Do you think the 2 games against Alabama and ND are one of the reasons FEI does not seem to like Michigan this year?
2 Re: FEI Week 10: Blind Side
Really remarkable things being done by K-State with a roster with nowhere close to as many top recruits as Alabama and Oregon have. Factoring in the talent he has to work with, Bill Snyder has got to be one of the very best coaches of all time.
3 Re: FEI Week 10: Blind Side
Nowhere else on the site to comment on this, but Darrell Royal has passed away today. Rest in peace, Coach.
4 Re: FEI Week 10: Blind Side
"...but why would selected components of those ratings trump the overall ratings themselves?"
They wouldn't, if the goal is to find the "strongest team," or predict the better team, or somesuch.

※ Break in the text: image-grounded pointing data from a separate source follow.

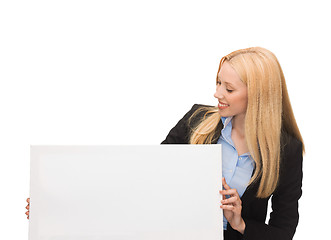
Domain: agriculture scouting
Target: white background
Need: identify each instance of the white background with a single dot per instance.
(124, 72)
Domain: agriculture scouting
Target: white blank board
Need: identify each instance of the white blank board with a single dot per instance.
(164, 192)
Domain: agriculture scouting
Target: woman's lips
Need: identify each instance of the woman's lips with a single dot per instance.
(222, 105)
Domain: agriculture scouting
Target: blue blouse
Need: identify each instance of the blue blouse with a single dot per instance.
(237, 170)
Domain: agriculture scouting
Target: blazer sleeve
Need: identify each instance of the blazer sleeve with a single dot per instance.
(284, 216)
(179, 134)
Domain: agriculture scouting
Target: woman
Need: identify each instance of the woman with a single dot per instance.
(262, 145)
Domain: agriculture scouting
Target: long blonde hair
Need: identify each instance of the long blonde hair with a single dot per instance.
(269, 112)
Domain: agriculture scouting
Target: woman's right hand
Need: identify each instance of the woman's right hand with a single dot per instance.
(28, 207)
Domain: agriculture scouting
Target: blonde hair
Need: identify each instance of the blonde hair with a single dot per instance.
(269, 112)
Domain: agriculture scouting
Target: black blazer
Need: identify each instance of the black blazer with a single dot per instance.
(284, 216)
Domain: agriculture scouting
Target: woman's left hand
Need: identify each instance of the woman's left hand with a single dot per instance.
(232, 207)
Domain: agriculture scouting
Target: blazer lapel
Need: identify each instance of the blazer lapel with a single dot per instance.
(251, 190)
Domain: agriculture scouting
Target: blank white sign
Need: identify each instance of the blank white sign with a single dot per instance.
(163, 192)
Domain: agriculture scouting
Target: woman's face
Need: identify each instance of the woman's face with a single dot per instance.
(231, 92)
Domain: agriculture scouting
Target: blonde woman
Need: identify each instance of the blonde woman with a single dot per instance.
(262, 145)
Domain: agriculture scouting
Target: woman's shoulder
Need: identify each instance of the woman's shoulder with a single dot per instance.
(181, 131)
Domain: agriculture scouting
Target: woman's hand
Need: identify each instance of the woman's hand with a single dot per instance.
(232, 207)
(28, 207)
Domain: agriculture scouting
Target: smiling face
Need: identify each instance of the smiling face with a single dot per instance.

What I think Fornelli is trying to get at, however awkwardly, is something more like "most deserving team." Tommy Tomlinson, over on "Sports on Earth", does this more explicitly; he refers to ranking teams in order of the "best resumés." As amusing as Tomlinson's columns are, I'm not sure it is at all possible to make an objective ranking of "most deserving," because there will always be criteria that run contrary to each other, in a way that can't be weighted.
Example: Teams A and B have the same record. Team A had a tougher strength-of-schedule, but Team B beat Team A head-to-head. It's not at all clear which team is "more deserving." We set up arbitrary tie-breakers to decide these things, but makes the tie-breakers "acceptable" isn't that they're "correct," it's that they're set up in advance so everyone knows the rules.

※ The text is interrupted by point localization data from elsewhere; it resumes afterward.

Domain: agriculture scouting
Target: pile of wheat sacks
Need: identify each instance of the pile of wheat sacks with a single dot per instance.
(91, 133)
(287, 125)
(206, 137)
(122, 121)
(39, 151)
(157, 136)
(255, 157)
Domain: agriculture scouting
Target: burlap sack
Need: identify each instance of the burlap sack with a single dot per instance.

What people like about playoffs is that they're considered a fair way, with agreed-upon rules, of determining "most deserving." Playoffs often result in a champion who is not considered the strongest team, but that doesn't matter-- the rules are the same for everybody, and the champion "won out" while others did not. Case closed.
When discussing college football rankings, I think it would be great to explicitly separate out "strongest team" from "best resumé / most deserving"-- it would help clarify a lot of inherently unsolvable (i.e. "dumb") arguments.